Childhood, you will be dismayed to discover sweet Aurora, plays tricks on real-life proportions. Rooms, beasts, cupboards and tables all tend to shrink as you grow.
Right now I miss you the most when I walk the dogs at the park (unable to pronounce an S and F you dubbed them Dofie and Din.) Do you remember how I would fly you in my arms down the terrace or put you on my shoulders to form the upper-half of a loping giraffe. How I once knocked your forehead on a low hanging branch and we quickly made a game out of reprimanding the trees to absolve me from all blame.
The park is certainly a sadder place without you. These days it’s a reminder of folks growing old in the suburbs. Elderly ladies and little dogs, the loss of mobility and mortality on their lips, nattering about the things they nattered about yesterday.
I often think life would be easier as a dog. Humans, Aurora, especially adult ones, are in the habit of thinking too much, either obsessing about the past or anxious for the future. Dogs (and people of your age) know or care little for a beginning or an end, they have not learnt the meaning of regret. Their needs are elementary and joy immediate (registered by a barometer of tail wags or shrieks of delight.)
My favourite elderly couple still stroll in the park twilight. They must be in their late seventies and I have never once seen them stand alone or walk separate of the other. They pace arm in arm, an elaborate knot of hands and fingers which makes it seem as if they are holding each other up and that if the one were to ever step away, the other would simply keel over. Their gnarly Ridgeback is never far off. He trots ahead, clearing the path, and like his owners, mostly keeps to his contemplative self.
I have to go now but before I do I wanted to say that you parents asked me on the night before you left to be your godfather, a duty I am more than thrilled to accept.
That is partly the purpose of this letter. To sign the dotted line of loving you for eternity and to record a few of my impressions of our time spent together over the winter of 2010.
Though you are far away– and I am yet to tap into the communicative possibilities of your alphabet block– I did manufacture a special thread to keep us joined over time and space. Well, I didn’t personally make it but rather commissioned an eensy- weensy spider friend who lives above my medicine cabinet to spin me an indestructible string.
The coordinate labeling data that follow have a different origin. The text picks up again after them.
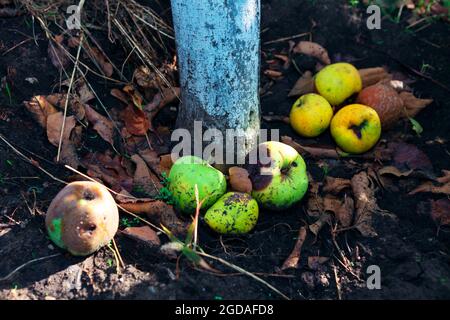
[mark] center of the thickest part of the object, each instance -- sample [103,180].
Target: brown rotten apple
[82,218]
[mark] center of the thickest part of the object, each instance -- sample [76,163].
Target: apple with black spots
[279,178]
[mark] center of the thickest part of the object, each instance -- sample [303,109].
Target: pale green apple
[189,171]
[281,182]
[233,213]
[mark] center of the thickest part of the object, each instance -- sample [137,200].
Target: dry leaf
[336,185]
[109,170]
[144,180]
[304,84]
[371,76]
[440,211]
[160,100]
[312,49]
[54,125]
[40,108]
[412,104]
[239,180]
[365,203]
[136,120]
[294,258]
[100,58]
[314,262]
[101,124]
[57,54]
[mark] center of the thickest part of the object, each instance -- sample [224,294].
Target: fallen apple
[233,213]
[280,180]
[82,218]
[386,102]
[189,171]
[311,115]
[337,82]
[356,128]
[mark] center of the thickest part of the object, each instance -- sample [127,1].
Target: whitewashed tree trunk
[218,46]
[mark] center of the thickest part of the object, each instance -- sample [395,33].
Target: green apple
[189,171]
[233,213]
[280,180]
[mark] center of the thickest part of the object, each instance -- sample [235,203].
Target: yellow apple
[310,115]
[356,128]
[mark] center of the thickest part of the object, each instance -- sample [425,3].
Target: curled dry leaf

On the night before you left, and while you slept, I crept into your room and tied this thread (all several hundred, thousand, million kilometres of it) to your baby toe.
For two days, I watched it unravel. Whizz it went, the ball on my side shrinking. Up it shot with you on the aeroplane, out over the oceans, the continents , deserts, forests, temples and tundra’s– surviving an early tangle with the horn of Africa– before finally touching down with you in Northern America.
On my side, I have tied the thread to a little bell which i have installed just above my bed. It tinkles at night with you activities. Time, you see Aurora, keeps us conscious at different hours which means when you are awake I am mostly asleep and when I am awake you are asleep.
So it’s mostly in the evenings that your bell rings into my dreams, tinkling as you go about your business of chasing bunnies and swinging yourself to sleep in Edmonton parks.
Often I wake and wiggle it back. I hope you feel it. My love and thoughts– in morse–tugging persistently at your baby toe.
Laugh at those Northern lights for me and never forget that my love for you is more infinite than the stars in Mrs Borealis misty green cloak.